2. 平安中期以降:末法思想と浄土教の広がり1052年(文祥7年)から「仏の教えが衰える時代(末法)」に入ったと信じられると、社会不安や疫病、天災の影響で人々の関心は「現世利益」から「末世の救済」へと向かった。

 ①    浄土信奉(極楽往生):「南無阿弥陀仏」と唱えて阿弥陀如来にすがり、死後に極楽浄土へ生まれ変わることを願う教えが広がった。

 ②    主な人物:「往生要集」を表して阿弥陀信仰を体系化した源信や、市井で念仏を広めた「市聖(いちのひじり)」こと空也など。

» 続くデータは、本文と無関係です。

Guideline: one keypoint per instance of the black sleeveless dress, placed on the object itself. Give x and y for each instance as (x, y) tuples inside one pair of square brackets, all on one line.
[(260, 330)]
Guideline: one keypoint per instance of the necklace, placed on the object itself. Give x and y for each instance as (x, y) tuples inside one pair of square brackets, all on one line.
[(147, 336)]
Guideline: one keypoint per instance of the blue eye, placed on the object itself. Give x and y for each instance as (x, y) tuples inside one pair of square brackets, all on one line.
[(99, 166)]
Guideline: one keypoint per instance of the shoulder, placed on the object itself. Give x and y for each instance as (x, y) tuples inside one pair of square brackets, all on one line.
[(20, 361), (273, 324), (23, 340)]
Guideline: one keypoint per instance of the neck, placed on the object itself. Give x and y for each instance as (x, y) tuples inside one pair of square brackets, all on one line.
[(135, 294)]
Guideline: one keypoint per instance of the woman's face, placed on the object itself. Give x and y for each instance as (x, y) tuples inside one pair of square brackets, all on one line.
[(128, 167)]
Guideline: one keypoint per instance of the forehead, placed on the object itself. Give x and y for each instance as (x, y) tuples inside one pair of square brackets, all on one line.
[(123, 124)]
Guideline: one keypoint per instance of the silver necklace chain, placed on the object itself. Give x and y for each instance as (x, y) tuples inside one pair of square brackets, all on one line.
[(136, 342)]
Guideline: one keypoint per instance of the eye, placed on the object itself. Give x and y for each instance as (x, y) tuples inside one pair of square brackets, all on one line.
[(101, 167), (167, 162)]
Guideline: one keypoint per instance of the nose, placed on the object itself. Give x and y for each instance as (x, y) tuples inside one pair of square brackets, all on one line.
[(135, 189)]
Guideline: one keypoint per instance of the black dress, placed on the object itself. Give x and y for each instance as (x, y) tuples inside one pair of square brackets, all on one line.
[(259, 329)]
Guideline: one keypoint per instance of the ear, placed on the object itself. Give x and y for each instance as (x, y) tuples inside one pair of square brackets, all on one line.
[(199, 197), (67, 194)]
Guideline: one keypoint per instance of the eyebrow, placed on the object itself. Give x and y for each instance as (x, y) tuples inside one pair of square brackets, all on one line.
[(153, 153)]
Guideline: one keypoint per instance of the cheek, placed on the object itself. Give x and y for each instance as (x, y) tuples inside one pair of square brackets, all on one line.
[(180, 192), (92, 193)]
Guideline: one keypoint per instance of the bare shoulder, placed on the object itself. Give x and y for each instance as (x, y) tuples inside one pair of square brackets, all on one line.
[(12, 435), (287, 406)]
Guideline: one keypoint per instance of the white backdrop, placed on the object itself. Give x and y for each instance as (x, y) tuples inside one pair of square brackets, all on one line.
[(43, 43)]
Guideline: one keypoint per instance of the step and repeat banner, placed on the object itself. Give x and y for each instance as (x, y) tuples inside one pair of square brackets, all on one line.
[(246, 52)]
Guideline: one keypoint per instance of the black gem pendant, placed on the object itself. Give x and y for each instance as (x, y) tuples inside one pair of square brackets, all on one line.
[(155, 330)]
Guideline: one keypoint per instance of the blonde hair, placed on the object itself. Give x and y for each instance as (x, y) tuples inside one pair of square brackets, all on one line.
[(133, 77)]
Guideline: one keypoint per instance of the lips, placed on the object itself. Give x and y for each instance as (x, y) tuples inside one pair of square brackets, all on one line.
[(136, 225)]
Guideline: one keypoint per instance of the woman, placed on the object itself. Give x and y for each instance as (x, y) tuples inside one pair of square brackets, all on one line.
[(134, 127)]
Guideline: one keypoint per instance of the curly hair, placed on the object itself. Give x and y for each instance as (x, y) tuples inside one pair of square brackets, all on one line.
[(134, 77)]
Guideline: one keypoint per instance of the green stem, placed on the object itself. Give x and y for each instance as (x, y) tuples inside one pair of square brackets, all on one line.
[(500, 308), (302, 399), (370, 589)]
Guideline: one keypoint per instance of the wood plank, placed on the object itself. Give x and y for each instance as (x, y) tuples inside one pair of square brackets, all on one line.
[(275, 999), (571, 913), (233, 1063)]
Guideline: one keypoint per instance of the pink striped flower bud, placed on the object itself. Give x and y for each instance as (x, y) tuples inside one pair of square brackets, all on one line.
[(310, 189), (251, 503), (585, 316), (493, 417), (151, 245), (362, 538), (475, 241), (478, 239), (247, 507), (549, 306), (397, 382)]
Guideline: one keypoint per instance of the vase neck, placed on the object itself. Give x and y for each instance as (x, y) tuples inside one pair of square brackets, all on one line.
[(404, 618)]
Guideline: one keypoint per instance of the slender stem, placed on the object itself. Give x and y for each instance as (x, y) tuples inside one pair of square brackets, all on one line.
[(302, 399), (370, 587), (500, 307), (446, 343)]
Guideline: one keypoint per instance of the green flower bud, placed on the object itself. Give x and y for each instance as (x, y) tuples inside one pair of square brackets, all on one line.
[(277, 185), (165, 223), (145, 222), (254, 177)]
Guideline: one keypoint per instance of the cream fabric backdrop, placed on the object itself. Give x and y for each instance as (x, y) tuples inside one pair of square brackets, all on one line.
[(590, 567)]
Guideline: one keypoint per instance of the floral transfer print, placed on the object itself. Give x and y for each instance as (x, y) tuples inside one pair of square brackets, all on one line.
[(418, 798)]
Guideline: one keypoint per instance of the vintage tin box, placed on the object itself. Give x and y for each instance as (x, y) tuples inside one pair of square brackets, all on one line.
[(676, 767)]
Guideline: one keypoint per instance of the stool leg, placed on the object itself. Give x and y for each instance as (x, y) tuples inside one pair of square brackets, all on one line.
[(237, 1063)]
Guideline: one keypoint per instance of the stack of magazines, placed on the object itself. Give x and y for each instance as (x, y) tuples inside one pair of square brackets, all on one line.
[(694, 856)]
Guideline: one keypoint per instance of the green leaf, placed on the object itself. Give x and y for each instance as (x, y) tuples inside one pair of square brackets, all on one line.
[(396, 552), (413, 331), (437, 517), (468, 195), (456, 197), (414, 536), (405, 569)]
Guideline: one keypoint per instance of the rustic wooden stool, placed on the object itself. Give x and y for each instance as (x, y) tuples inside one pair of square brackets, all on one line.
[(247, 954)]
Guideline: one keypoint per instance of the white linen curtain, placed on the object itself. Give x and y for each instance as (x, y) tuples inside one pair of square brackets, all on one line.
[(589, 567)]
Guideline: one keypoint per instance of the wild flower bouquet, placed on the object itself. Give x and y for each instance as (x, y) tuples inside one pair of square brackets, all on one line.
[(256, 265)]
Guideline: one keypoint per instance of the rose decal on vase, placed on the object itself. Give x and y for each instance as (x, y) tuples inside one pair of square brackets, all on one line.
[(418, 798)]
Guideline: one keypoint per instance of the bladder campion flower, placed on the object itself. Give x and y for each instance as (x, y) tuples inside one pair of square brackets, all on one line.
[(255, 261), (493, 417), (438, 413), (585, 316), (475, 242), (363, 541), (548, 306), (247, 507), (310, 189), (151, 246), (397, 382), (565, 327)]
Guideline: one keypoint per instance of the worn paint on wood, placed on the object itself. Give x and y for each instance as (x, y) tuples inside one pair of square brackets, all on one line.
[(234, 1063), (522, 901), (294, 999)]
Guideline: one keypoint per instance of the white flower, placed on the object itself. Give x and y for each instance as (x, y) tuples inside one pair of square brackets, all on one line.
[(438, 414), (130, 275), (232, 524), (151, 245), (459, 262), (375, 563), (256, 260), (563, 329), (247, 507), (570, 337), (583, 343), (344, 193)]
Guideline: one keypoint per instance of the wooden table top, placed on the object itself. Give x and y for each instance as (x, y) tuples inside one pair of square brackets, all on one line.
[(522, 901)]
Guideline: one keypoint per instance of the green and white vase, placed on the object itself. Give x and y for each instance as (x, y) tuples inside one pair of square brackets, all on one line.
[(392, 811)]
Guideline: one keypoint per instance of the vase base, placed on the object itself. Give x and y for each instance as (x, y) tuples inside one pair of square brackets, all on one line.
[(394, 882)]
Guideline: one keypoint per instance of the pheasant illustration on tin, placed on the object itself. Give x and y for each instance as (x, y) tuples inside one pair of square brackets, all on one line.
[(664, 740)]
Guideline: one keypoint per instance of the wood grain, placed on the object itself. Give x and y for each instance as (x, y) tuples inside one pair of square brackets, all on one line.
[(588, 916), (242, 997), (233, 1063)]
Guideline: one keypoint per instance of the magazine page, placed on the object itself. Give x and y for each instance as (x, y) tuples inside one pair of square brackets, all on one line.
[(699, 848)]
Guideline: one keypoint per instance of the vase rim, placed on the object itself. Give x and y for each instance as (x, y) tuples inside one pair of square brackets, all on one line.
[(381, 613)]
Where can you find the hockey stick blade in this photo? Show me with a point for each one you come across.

 ③    文化への影響:貴族たちは極楽浄土を現世に再現しようとし、藤原頼通による平等院鳳凰堂などの阿弥陀仏が建立された。

 

3. 神仏習合の定義

 日本古来の神々は、実は仏が人々を救うために仮の姿で現れたものとする「本地垂迹説」が形成され、神社と寺院が一体化する独自の信仰体系が定着した。

 

 平安時代の仏教は、貴族の護国・祈祷の手段から、徐々に庶民の心へ浸透する基盤を作り、次の鎌倉新仏教の登場へとつながっていく。